Pictured: Guy Van Swearingen and ensemble. Photo by Michael Brosilow.
By Conor McShane
Sometimes, the “right thing to do” seems so obvious, it’s a wonder that people can’t seem to get out of their own way long enough to do it. The problem at the heart of Brett Neveu’s TRAITOR seems like one that everyone can get on board with fixing, and yet the opposing forces of self-interest and poisonous group-think constantly cloud the real issue at hand. A Red Orchid Theatre’s production —with an ace cast of Chicago theater vets directed by Michael Shannon — illustrates that this is all too common, either in a small town or the highest offices of the land.
A modern-day adaptation of Henrik Ibsen’s 1882 AN ENEMY OF THE PEOPLE, TRAITOR takes place in the small Illinois town of Eastlake, largely in the modest home (John Musial’s set and Lydia Hanchett’s props create an incredibly detailed portrait of cluttered domesticity) of local science teacher Tom Stock (Guy Van Swearingen), who lives with his wife Karla (Dado), a textbook editor, and his teenage son Randal (Nation Henrikson). Stock has made a bombshell discovery: the local charter school, recently opened as an attempt to bring life back to the struggling town, is built on soil contaminated with dangerous amounts of lead. Stock initially just hopes to get through to someone the message that the town’s kids are in danger, though with the help of newspaper editor Walter Hove (Larry Grimm, though played in the performance I saw by understudy Steven Winterstein) and his new employee Madison Bills (Kristin Ellis), they hatch a plan to expose the corruption and negligence of the local government as the true cause of the contamination. Complicating matters is the fact that Stock’s sister Patty (Kristen Fitzgerald) is now the mayor, and isn’t too keen on what this discovery could mean for the future of the town. Also in the mix is the Stocks’s older daughter Molly (Missi Davis), also a teacher at the school; Jenn Sheffer (Natalie West), the funkily dressed owner of the local yarn shop and member of the town council; and Karla’s dad Howard Kihl (Frank Nall), a local business magnate whose factories may have contributed to the current contamination.

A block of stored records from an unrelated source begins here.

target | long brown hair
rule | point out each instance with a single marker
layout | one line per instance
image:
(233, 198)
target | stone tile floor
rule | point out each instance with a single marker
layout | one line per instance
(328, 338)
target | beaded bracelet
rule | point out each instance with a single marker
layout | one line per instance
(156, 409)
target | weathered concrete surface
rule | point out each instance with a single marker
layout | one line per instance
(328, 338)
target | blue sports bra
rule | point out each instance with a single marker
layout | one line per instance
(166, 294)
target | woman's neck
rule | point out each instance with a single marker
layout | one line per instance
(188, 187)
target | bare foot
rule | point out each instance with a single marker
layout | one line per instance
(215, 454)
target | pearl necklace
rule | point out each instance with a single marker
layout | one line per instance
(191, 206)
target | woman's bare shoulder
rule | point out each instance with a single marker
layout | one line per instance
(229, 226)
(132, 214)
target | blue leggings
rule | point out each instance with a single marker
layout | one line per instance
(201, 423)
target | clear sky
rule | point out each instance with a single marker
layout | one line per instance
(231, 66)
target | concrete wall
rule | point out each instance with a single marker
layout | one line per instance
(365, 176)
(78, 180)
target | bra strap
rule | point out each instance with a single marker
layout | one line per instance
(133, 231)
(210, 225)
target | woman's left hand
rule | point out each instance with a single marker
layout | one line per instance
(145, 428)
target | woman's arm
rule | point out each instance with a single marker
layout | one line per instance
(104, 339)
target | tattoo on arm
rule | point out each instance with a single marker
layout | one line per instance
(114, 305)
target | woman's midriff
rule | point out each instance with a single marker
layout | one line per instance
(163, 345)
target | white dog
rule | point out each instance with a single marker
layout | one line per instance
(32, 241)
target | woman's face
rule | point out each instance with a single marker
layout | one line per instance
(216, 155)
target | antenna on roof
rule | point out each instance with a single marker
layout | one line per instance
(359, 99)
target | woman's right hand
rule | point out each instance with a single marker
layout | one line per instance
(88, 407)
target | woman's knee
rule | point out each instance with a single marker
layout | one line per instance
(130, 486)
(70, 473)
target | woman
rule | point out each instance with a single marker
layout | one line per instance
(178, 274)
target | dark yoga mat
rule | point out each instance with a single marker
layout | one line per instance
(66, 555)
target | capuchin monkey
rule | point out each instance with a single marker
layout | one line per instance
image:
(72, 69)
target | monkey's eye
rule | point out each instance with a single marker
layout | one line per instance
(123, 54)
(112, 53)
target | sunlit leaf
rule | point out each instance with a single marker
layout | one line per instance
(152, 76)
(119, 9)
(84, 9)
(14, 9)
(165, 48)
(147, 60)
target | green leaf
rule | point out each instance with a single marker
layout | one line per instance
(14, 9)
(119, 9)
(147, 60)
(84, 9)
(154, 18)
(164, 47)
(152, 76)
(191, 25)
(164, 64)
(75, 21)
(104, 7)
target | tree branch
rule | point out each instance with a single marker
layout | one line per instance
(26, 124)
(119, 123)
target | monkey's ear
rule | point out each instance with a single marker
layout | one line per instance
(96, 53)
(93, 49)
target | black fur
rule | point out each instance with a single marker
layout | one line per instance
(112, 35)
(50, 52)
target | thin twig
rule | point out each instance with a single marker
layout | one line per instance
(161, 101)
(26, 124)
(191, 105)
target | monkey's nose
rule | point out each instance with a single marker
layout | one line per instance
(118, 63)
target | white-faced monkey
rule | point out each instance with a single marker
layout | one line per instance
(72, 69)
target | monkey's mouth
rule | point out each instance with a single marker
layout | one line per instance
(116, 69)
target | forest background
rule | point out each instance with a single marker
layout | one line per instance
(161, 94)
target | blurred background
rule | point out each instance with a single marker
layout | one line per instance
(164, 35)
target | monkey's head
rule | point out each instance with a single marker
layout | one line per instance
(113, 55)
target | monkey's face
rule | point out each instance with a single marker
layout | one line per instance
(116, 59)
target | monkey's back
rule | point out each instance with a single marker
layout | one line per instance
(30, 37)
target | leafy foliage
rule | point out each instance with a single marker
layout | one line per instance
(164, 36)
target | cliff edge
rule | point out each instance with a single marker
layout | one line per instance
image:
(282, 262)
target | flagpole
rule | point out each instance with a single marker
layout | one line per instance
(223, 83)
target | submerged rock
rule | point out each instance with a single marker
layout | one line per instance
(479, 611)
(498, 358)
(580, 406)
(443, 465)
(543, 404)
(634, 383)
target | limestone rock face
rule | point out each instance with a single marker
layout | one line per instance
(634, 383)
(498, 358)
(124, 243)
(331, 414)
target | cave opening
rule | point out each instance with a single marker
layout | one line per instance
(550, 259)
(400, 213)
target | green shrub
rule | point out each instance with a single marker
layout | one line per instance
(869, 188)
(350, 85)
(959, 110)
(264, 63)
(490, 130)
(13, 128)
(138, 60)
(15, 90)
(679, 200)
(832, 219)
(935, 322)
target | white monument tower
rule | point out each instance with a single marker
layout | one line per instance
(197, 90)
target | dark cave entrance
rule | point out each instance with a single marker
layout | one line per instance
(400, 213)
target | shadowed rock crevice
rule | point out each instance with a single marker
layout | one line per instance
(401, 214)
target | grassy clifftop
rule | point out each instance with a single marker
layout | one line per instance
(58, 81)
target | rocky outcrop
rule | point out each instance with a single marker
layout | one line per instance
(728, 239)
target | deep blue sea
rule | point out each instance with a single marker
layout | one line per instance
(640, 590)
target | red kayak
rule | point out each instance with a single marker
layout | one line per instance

What starts out as a fairly straightforward story of a man seeking the truth at the risk of personal and professional ruin becomes something knottier and more chaotic as Stock’s crusade continues to spin out of control. Everyone has their own interests at heart, from Walter’s hope of some juicy journalistic material to elevate his paper’s credentials to Stock’s own seeming desire for glory (not to mention some personal views that border on Eugenics — something Ibsen himself supported). The play takes a rather abrupt turn at the start of Act 2, when the action moves from A Red Orchid’s space to an empty storefront down the street for a calamitous town council meeting. From this point on, we’re left on even shakier ground, with Stock muddling his own heroism. By the play’s end, it’s not even really about the school and its lead poisoning anymore, but rather about the way that even well-intentioned people can fall prey to their own selfish devices. In other words, it’s not a particularly uplifting tale, but one that’s sadly more true to life.
My initial response at the end of TRAITOR was exasperation, confusion, and frustration at the route the play had taken, but after more reflection, I realize this could very well have been Neveu’s intention. The play seems to lose its initial thread completely as it goes along, with the very issue that kicked it off seeming to become less important than how everyone stands to lose or gain from the truth getting out. The most obvious real-world analog to all this would have to be Flint, Michigan, whose own troubles with severe lead contamination were a cause célèbre for a few months before fading out of the national consciousness. Meanwhile, residents of Flint, especially in its poorer areas, still live without clean water to this day, and the true health risks can’t really be measured for years, if not generations to come. The play’s disturbing final moment is a painful reminder of the fact that, underneath all the grandstanding, backstabbing, double-dealing, and speechifying, a lot of kids are irreparably damaged for life. TRAITOR lets that fact get muddled somewhere among all the back-and-forth, which is a shame, because it’s really the only truth that anyone knows for sure.